10 août 2004

Die Fälschung (Völker Schlöndorff, 1981) 

Un film sur la guerre. Sur le journalisme en temps de guerre. Sur le couple à bout de souffle du journaliste. Et sur les histoires qu'on se racontent pour supporter l'horreur de la guerre et la mort de l'amour. Le titre français est "Le faussaire" ; le titre allemand dit, plus exactement, "Le faux".

Ca commence dans les brouillards de l'Allemagne du nord. Notre héros, le journaliste Georg Laschen, arrive à bord d'une voiture typiquement allemande devant sa maison typiquement allemande. Engueulade avec sa femme, typiquement allemande elle aussi. Lui annonce qu'il se barre en reportage de longue durée au Liban, où la guerre fait rage. Discussion sur le thème "tu ne vois jamais tes enfants". On le sent plutôt content de s'extirper de cette situation tendue.

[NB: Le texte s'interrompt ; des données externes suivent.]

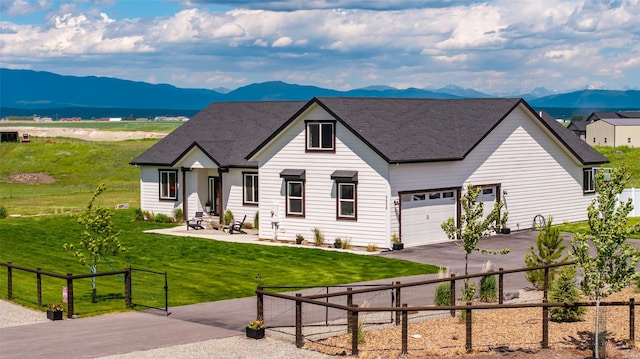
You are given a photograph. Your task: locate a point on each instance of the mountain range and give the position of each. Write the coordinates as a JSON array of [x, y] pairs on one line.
[[27, 92]]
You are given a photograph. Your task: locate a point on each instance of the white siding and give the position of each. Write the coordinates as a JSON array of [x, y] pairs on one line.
[[233, 195], [288, 151], [539, 176], [150, 192]]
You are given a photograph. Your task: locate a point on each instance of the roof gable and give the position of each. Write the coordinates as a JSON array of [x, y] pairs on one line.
[[224, 131]]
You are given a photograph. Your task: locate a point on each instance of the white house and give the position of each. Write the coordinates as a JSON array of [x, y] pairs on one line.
[[366, 168]]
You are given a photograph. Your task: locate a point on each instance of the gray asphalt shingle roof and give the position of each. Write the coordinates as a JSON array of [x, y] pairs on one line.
[[399, 130]]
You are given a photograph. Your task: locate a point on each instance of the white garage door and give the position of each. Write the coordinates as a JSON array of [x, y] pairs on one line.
[[423, 214]]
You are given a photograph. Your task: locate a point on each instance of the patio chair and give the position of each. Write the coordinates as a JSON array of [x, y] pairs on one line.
[[195, 222], [236, 226]]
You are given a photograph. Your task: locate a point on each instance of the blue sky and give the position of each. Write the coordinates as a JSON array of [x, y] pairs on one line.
[[499, 47]]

Rideau. Beyrouth : grand hôtel rempli de journalistes occidentaux, de champagne, de danseuses du ventre, d'expatriés cyniques et de petits trafiquants. Un peu à la Casablanca en fait, avec tout ce que cela comporte de faux semblants et de chacun pour soi derrière les manières policées d'une clientèle friquée.

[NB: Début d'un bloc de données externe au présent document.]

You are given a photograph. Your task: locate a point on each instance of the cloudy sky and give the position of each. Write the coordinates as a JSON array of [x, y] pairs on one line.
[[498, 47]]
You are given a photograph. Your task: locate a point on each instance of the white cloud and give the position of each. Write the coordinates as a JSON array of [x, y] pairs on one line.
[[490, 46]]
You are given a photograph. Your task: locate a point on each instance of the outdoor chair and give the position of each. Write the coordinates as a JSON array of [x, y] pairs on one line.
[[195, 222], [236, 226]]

Dehors, la guerre. La vraie. Brutale, cruelle, interminable, futile, inhumaine. Les gamins en armes. Les snipers qui s'amusent à dégommer des vieillards pour se faire la main. Les concerts de kalachnikov et de lance roquettes dès que la nuit commence. Les familles passées par les armes, pour le principe. Les cadavres brûlés sur la plage, dans les rues, dans des voitures abandonnées. Le risque permanent de se prendre une rafale, perdue ou pas.

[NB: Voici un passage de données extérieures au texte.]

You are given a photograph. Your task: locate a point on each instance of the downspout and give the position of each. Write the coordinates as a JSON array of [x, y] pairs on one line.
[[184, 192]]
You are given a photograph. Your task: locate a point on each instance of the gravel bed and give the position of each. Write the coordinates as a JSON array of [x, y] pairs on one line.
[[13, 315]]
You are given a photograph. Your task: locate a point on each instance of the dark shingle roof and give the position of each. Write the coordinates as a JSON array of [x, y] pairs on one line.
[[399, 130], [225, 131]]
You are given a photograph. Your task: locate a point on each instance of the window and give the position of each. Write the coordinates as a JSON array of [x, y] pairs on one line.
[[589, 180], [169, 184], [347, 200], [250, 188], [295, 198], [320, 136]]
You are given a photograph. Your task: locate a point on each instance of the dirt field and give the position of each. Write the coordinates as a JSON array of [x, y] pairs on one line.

Et puis cette ivresse paradoxale du journaliste "sur le terrain". La sensation de se sentir invulnérable, à force de courir entre les balles. Le sentiment de pouvoir exposer à la face du monde les atrocités commises par les milices chrétiennes. De faire avancer les choses. Sauf que les choses, au Liban, ne cessent de reculer. Que les forces palestiennes ne sont pas les dernières au grand jeu de la barbarie ordinaire. Que, comme le dit Laschen, il y a pire que de ne pas savoir : savoir, et ne pas se battre. Que le modèle du journaliste qui enregistre froidement les événements, shoote les cadavres, questionne les miliciens aux mains sanglantes, ne peut qu'exploser au contact de la réalité.

Et le dégoût monte lentement. Jusqu'à l'explosion finale. Qui ne résoud rien, car il n'y a vraiment plus rien à résoudre dans cet enfer.

Le film a été tourné à Beyrouth, ce qui lui donne des faux airs de documentaire sur la guerre au Liban. Mais il parvient à faire passer des vérités plus générales. Grâce au talent de Schlöndorff et à l'interprétation magnifique de Bruno Ganz.